The deduced BFN1 protein sequence predicts a mature protein of 32 kD after cleavage of the signal peptide. However, expression of the BFN1 cDNA in Arabidopsis results in the production of a unique 38-kD protein with both RNase and DNase activity. It is likely that the size discrepancy occurs because BFN1 is glycosylated at Asn residues during its transit through the secretory pathway. Predicted glycosylated residues based on the consensus sequence Asn-Xaa-Ser/Thr, where Xaa indicates any amino acid residue (Marshall, 1972), are located at positions 94, 112, and 186 of the mature BFN1 protein. At least two of these align with glycosylated Asn residues in nuclease P1 (Maekawa et al., 1991). Another Asn residue in the BFN1 sequence that is not predicted to be an N-glycosylation site (position 142) is conserved in nuclease P1 protein as an Asn residue that is N-glycosylated. Thus, it is highly likely that BFN1 is modified post-translationally by the addition of two or three carbohydrate moieties. A number of the other nucleases, including nuclease S1 (Iwamatsu et al., 1991) and nucleases from mung bean (Laskowski, 1980), pea seed (Naseem et al., 1987), barley seed (Brown and Ho, 1986, 1987), rye germ ribosome (Siwecka et al., 1989), and spinach (Strickland et al., 1991), are glycoproteins, with carbohydrate contents that account for 17% to 29% of the final relative M_r (for review, see Gite and Shankar, 1995).

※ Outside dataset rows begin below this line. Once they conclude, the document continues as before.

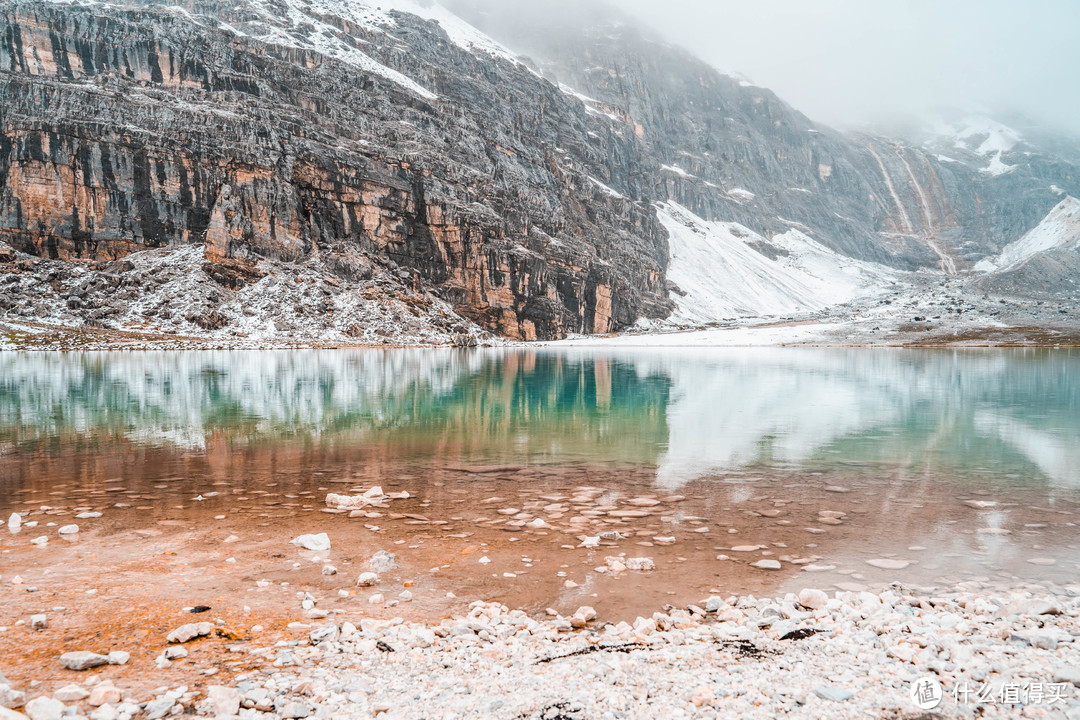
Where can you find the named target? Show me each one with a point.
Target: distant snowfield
(739, 337)
(727, 271)
(1061, 228)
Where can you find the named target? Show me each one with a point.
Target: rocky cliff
(127, 128)
(400, 163)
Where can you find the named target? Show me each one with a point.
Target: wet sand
(124, 579)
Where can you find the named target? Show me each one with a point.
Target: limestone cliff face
(131, 128)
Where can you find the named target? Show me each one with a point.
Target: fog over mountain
(850, 64)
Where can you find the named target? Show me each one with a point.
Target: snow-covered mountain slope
(1061, 228)
(981, 136)
(725, 270)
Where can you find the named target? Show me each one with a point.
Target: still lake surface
(953, 462)
(1004, 416)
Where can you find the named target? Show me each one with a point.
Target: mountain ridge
(410, 158)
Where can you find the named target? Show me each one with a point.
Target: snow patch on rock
(1061, 228)
(724, 271)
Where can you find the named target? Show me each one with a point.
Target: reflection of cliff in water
(689, 412)
(491, 405)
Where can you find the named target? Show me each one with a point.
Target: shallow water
(958, 464)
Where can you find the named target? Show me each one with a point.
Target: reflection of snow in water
(176, 397)
(728, 409)
(737, 407)
(1057, 457)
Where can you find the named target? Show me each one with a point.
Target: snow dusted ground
(726, 271)
(167, 297)
(1061, 228)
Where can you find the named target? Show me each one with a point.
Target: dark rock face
(278, 133)
(872, 198)
(124, 130)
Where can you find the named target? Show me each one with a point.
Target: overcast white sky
(861, 62)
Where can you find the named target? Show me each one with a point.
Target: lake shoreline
(745, 656)
(815, 333)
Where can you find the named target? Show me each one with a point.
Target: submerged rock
(190, 632)
(82, 660)
(320, 542)
(382, 561)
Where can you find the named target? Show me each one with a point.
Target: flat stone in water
(888, 564)
(82, 660)
(835, 694)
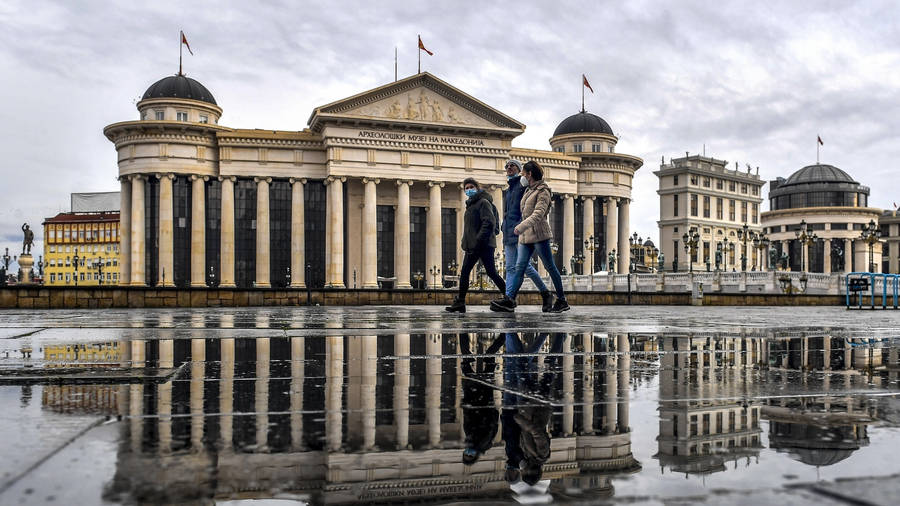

Now that the BFN1 gene has been isolated and its activity identified, the role of its potential glycosylation sites and its location within the secretory system can be investigated. Further, the strong and specific response of BFN1 to senescence indicates that it should be an excellent tool with which to study the mechanisms of senescence induction, as well as the role of the enzyme in senescence using reverse genetic approaches and other methodologies in Arabidopsis.